Irdili examinó cuidadosamente los pedazos de la manzana. A continuación hubo una corta conversación entre ellos. Por las direcciones hacia las que se movían sus ojos y sus manos, parecían referirse tanto a la manzana como al centro de mesa hecho con las flores de diente de león. Finalmente, Irdili silbó en dirección a las flores y mordió lentamente el fruto. Inmediatamente después bebió un largo trago de agua. Segundos después se había comido toda la manzana.

Guillermo observó:

—Probablemente, lo que buscaba Suirilidam en las cajas cuando Ferreira se las alcanzó era comida. Creo que los nam nunca salieron de la enfermería; de lo contrario no tendrían tanta hambre porque habrían hallado los cultivos.

Beatriz no pudo reprimir una sonrisa de satisfacción:

—Deberíamos llevarles a los hidropónicos de la cubierta superior para que coman hasta hartarse, ¿no te parece?

Guillermo se acercó a los nam. Les hizo una seña para que le siguieran. Ambos le miraron pero no se movieron ni pareció que le hubieran entendido. Guillermo le pidió a Ferreira una zanahoria, la limpió de tierra, y a pesar de que estaba tan mareado que su estómago no aceptaba comida, se obligó a morderla delante de ellos.

Luego repitió la seña y echó a andar hacia la puerta del dormitorio sin mirar atrás. A su espalda escuchó unos silbidos nam apresurados y un par de segundos después, Suirilidam le seguía los pasos. Tras ellos iba Eva, pálida y con los ojos brillantes de fiebre.

—Acabemos pronto, por favor —pidió ella—. No puedo más.

Junto al pozo de cero g, Guillermo se volvió hacia Suirilidam con la intención de señalárselo, pero antes de que le hiciera un gesto, el nam ya estaba dentro y le esperaba flotando perfectamente inmóvil en el eje exacto del cilindro.

—¡Será fanfarrón! —exclamó Guillermo con una sonrisa, entrando en el campo de cero g con suavidad y elegancia para demostrar su maestría.

Eva entró en el pozo de cero g con demasiado impulso. De no haber sido por Suirilidam, que supo agarrarse a un lugar fijo y la atrapó al vuelo, la especialista en hidroponía hubiera atravesado la zona de ingravidez hasta salir por el otro lado y acabar en el suelo.

Eva le dio las gracias y el nam le contestó con un chillido indescifrable que la sobresaltó.

—¿Tú crees que se ha molestado? —le preguntó ella.

—No lo sé. Igual piensa que somos muy torpes o quizá todo lo contrario.

A Guillermo no le cupo duda de que el nam nunca había estado en la cubierta de los cultivos. Suirilidam miraba en todas direcciones. Eva le ofreció la hoja de una lechuga grande y verde. El extraño la examinó con unos zarcillos que hasta entonces les habían pasado desapercibidos y se la metió en la boca. Un momento después escupió el pedazo. Las borrajas y las acelgas tuvieron mayor éxito y fueron comidas sin problemas. Sin embargo, el nam rechazó las remolachas después de olerlas.

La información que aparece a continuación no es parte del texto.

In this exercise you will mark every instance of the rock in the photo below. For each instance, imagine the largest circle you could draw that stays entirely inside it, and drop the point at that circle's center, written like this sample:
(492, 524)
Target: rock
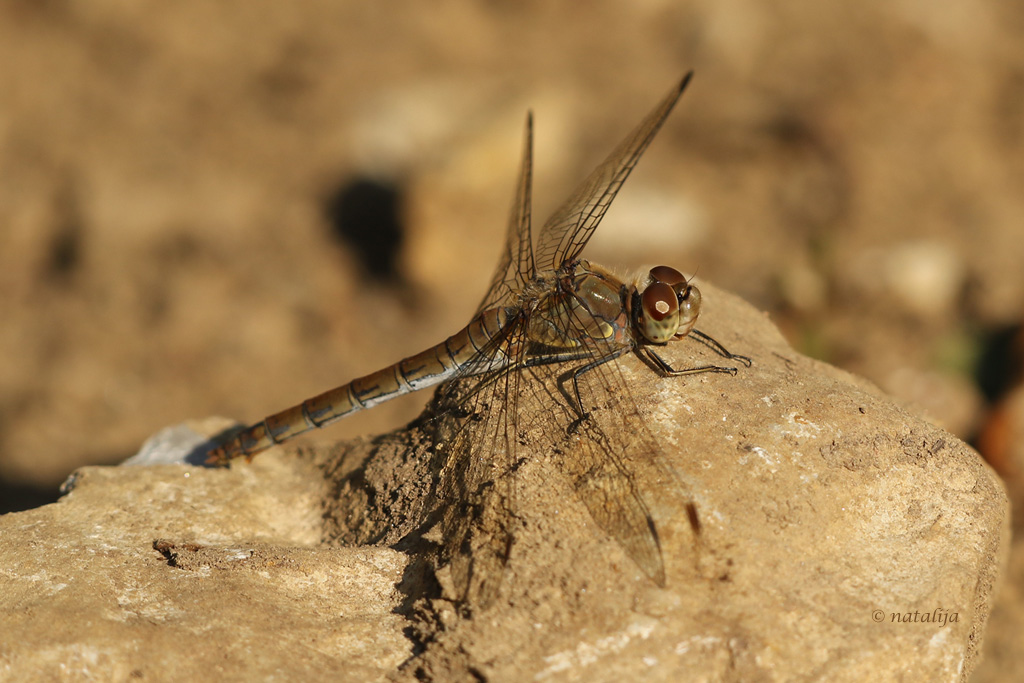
(817, 531)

Suirilidam cogió una patata que le brindó Eva y seguidamente le hizo unos gestos a Guillermo: le estaba pidiendo un cuchillo.

El nam peló la patata con habilidad y luego la lanzó al aire. A continuación lanzó el cuchillo, que quedó clavado en la patata, y después recogió el conjunto al vuelo ejecutando un floreo realmente espectacular. Con un gesto le devolvió el cuchillo a Guillermo por la hoja: como él se lo había ofrecido.

Después fue royendo distraídamente el tubérculo mientras seguía a Eva con la misma actitud distante y superior de un general pasando revista. Suirilidam parecía entender que estaba allí para elegir lo que quisiera y que los humanos estaban a su servicio.

Cuando terminó de comer la patata continuó con unos tomates que le dejaron el morro manchado de jugo. Entonces, el nam sacó un pañuelo de su cinturón y se limpió cuidadosamente la cara.

Cuando entraron en la sala donde crecían las frutas, Suirilidam soltó un trino corto y agudo. Perdió su actitud distante y recorrió las bandejas de cultivo cogiendo frutas de allí y allá, cloqueando como si hablara para sí mismo y no se pudiera creer lo que estaba viendo.